Measurements of Methyl Radicals and Temperatures by using Coherent Microwave Rayleigh Scattering from Resonance Enhanced Multiphoton Ionization

This thesis includes two main parts: (I) The CH₃[methyl radical] detection in methane/air flames and (II) the rotational temperature measurement of O₂[molecular oxygen] in a variety of environments by using coherent microwave Rayleigh scattering from resonance enhanced multiphoton ionization (Radar REMPI).

In first the part, from Chapter I to Chapter III, the methyl radical detection and quantitative measurements have been conducted in hydrocarbon flame with one-dimensional and two-dimensional spatial-resolved concentration distribution. Due to the proximity of the argon resonance state (4+1 REMPI by 332.5 nm) with the CH₃ state (2+1 REMPI by 333.6 nm), in situ calibration with argon was performed to quantify the absolute concentration of CH₃. The numerical simulations performed using the detailed kinetic mechanism of GRI-3.0 were also provided in the comparison between experimental results and numerical calculations. The details of experimental results and discussions have been reported in Chapter I, II, and III.

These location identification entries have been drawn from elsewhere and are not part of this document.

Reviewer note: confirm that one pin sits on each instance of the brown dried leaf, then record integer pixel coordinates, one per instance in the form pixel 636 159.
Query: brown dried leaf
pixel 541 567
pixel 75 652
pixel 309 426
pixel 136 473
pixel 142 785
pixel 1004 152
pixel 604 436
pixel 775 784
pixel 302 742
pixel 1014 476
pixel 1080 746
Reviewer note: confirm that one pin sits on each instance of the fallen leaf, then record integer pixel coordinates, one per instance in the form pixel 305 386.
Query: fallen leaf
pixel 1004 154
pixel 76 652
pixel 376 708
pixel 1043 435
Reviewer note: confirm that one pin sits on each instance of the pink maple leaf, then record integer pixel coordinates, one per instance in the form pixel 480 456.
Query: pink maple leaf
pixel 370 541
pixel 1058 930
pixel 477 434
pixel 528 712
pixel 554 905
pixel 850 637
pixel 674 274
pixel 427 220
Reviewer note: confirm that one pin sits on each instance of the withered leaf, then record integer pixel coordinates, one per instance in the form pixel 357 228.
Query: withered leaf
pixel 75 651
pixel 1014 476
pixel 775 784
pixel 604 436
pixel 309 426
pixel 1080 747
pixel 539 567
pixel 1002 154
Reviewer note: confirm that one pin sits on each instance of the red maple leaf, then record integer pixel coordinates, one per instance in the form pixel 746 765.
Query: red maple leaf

In the second part, the O₂ rotational temperature has been measured using Radar REMPI. The Rydberg state C³Π[C3Pi] has been selected as the intermediate state of O₂ in the 2+1 REMPI process, the rotational-resolved spectra from two-photon C³Π←←X³Σ[X3Sigma] transition have been obtained in a variety of conditions from room temperature (294K) to flame temperature (1658 K). The temperature extraction based on the Boltzmann plots has been used in Chapter IV~VI. In Chapter VII, measurements of rotational temperatures of molecular oxygen have been demonstrated based on the empirical analyses of the O₂ spectra without the requirement of highly resolved rotational features using (1) linewidth fitting, (2) linear fitting, and (3) area fitting methods. In the last chapter, the O₂ REMPI spectral model has been built up to accomplish the simulation calculations. The temperature information has been determined based on the comparison between experimental results and REMPI spectral simulations. The O₂ REMPI spectral model has been first reported in the community as a demonstration for the rotational temperature measurement of molecular oxygen with a wide temperature measuring range.